李多祚代答道:“在御卫里他任殿中监,每当御卫宿卫玄武门,由他总揽宫城保安之责。”

龙鹰这才弄清楚田归道的职权,也开始了解李锋的处境,李锋是否忠心不成问题,田归道是否忠心方为关键。当田归道行使殿中监职权时,只会接受来自“女帝”的直接旨令。

他在临场学习,好弄清楚各大军系和军系内的编制责任,俾能在现时神都水深火热的情况下,仍可纵横捭阖。

照女帝和胖公公的作风,田归道当为最可靠的亲信,他手下的部队,亦必是宫内装备最优良、最精锐的部队。

双方马队不住接近,缩短至五十步的距离,两方同时举手于马上致敬礼。

张昌宗打足官腔的唱喏道:“圣上有旨,召大周国宾龙鹰,到长生殿见驾。
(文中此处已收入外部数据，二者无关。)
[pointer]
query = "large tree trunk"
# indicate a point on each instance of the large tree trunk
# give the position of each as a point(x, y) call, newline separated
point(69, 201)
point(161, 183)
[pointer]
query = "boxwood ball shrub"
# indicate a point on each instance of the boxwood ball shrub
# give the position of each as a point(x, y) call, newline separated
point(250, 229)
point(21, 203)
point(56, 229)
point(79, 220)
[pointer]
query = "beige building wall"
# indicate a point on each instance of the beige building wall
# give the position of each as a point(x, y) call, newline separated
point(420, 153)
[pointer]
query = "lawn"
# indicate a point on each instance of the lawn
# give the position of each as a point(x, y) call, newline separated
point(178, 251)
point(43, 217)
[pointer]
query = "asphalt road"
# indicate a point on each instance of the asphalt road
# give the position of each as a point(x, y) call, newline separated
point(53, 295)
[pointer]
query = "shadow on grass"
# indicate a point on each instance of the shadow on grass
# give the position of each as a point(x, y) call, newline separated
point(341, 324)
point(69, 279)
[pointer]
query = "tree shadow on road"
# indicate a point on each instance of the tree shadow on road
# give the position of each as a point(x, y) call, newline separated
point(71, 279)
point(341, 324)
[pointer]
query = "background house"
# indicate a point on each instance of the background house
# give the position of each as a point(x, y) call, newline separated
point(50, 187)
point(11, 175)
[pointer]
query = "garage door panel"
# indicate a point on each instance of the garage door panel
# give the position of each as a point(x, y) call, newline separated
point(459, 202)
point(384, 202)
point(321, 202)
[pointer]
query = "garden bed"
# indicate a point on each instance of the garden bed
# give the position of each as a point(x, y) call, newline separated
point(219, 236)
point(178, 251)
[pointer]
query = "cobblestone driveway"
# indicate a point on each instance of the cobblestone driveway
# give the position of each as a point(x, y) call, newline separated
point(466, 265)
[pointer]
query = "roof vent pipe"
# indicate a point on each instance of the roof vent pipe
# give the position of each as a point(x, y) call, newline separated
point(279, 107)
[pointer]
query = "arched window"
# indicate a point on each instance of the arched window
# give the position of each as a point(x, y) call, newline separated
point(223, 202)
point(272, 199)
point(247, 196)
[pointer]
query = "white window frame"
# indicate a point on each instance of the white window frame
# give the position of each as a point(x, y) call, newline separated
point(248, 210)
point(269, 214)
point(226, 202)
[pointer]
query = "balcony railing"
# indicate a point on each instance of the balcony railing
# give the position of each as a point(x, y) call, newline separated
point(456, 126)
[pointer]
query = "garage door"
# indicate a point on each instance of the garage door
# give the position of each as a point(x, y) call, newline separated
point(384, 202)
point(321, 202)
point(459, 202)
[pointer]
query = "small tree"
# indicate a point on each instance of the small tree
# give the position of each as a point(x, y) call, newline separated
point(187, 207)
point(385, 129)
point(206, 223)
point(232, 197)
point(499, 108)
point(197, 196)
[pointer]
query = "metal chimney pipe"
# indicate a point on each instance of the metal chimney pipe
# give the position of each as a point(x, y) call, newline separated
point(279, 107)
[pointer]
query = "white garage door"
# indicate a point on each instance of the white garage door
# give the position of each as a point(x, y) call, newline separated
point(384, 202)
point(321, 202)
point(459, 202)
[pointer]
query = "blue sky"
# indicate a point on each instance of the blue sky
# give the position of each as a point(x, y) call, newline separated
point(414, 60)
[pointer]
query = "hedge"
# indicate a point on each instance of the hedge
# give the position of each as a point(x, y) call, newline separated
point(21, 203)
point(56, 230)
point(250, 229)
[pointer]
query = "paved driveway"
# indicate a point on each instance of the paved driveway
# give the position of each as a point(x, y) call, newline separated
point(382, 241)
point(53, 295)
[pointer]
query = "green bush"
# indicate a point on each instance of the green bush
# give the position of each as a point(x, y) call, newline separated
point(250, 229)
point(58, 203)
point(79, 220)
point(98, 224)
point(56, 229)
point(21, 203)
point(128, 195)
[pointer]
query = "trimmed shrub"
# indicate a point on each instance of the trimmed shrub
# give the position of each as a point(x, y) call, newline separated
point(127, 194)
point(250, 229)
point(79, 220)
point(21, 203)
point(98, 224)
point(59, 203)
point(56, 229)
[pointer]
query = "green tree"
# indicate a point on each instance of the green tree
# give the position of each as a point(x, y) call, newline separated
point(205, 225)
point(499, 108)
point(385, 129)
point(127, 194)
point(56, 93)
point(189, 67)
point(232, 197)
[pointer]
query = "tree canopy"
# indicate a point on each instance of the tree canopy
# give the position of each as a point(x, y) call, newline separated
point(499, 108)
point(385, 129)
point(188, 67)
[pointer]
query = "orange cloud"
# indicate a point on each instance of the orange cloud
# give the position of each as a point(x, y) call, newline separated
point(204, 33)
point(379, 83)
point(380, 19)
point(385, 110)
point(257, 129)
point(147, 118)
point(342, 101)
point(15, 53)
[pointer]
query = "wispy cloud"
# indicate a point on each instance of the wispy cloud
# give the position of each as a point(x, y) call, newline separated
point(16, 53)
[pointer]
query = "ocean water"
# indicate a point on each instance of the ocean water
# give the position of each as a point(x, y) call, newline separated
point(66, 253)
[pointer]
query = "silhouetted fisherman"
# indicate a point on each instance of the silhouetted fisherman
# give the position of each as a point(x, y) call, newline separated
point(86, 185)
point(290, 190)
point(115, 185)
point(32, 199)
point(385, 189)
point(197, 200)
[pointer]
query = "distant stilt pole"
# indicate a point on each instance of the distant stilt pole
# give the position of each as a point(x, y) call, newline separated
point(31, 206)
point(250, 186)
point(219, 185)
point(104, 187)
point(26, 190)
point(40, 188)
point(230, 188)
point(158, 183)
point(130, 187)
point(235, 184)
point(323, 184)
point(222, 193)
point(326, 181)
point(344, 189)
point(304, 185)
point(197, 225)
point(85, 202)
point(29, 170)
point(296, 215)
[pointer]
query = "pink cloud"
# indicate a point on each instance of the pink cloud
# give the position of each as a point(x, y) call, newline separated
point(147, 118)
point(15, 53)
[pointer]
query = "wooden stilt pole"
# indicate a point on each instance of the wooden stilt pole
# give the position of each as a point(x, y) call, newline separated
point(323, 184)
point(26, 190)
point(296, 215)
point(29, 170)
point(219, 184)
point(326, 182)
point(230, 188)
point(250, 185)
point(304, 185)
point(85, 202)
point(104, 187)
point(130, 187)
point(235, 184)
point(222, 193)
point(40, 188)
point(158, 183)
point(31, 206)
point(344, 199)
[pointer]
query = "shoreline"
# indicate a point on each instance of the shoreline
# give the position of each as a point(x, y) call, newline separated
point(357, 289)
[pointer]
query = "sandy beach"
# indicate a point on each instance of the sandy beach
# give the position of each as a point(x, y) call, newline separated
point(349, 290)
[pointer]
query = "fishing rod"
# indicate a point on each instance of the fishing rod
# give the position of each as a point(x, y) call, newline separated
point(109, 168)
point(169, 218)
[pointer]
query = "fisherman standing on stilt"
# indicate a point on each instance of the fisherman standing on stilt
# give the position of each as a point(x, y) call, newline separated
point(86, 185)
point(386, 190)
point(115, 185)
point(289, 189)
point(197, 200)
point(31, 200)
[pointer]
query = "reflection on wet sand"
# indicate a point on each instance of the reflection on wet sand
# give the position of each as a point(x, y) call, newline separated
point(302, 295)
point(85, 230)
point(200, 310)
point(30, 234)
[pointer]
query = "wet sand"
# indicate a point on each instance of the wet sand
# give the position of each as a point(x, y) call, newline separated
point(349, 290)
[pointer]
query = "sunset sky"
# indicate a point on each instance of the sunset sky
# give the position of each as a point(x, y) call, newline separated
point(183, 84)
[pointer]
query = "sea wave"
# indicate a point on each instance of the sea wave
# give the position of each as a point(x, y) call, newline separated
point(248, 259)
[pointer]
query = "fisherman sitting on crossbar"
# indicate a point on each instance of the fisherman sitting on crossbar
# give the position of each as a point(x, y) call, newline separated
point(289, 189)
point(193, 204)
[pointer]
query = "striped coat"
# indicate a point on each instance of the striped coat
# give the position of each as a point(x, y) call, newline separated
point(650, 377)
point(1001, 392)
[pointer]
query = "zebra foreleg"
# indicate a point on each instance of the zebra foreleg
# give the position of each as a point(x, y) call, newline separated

”

李多祚冷哼道:“圣旨何在?”

两方人马于御道相遇,各自勒马,相距五步,在马背上先来个唇枪舌剑。

张易之向龙鹰道:“鹰爷风采尤胜昔日,可知在高原上生活如意。唉!国老的仙游,令人痛心惋惜。”

做兄长的,确比张昌宗说话得体,却未能冲淡僵持的气氛。

龙鹰微笑道:“恒国公客气了,然可先答大将军的问题吗?”

张昌宗好整以暇地道:“不若由田将军解释如何?”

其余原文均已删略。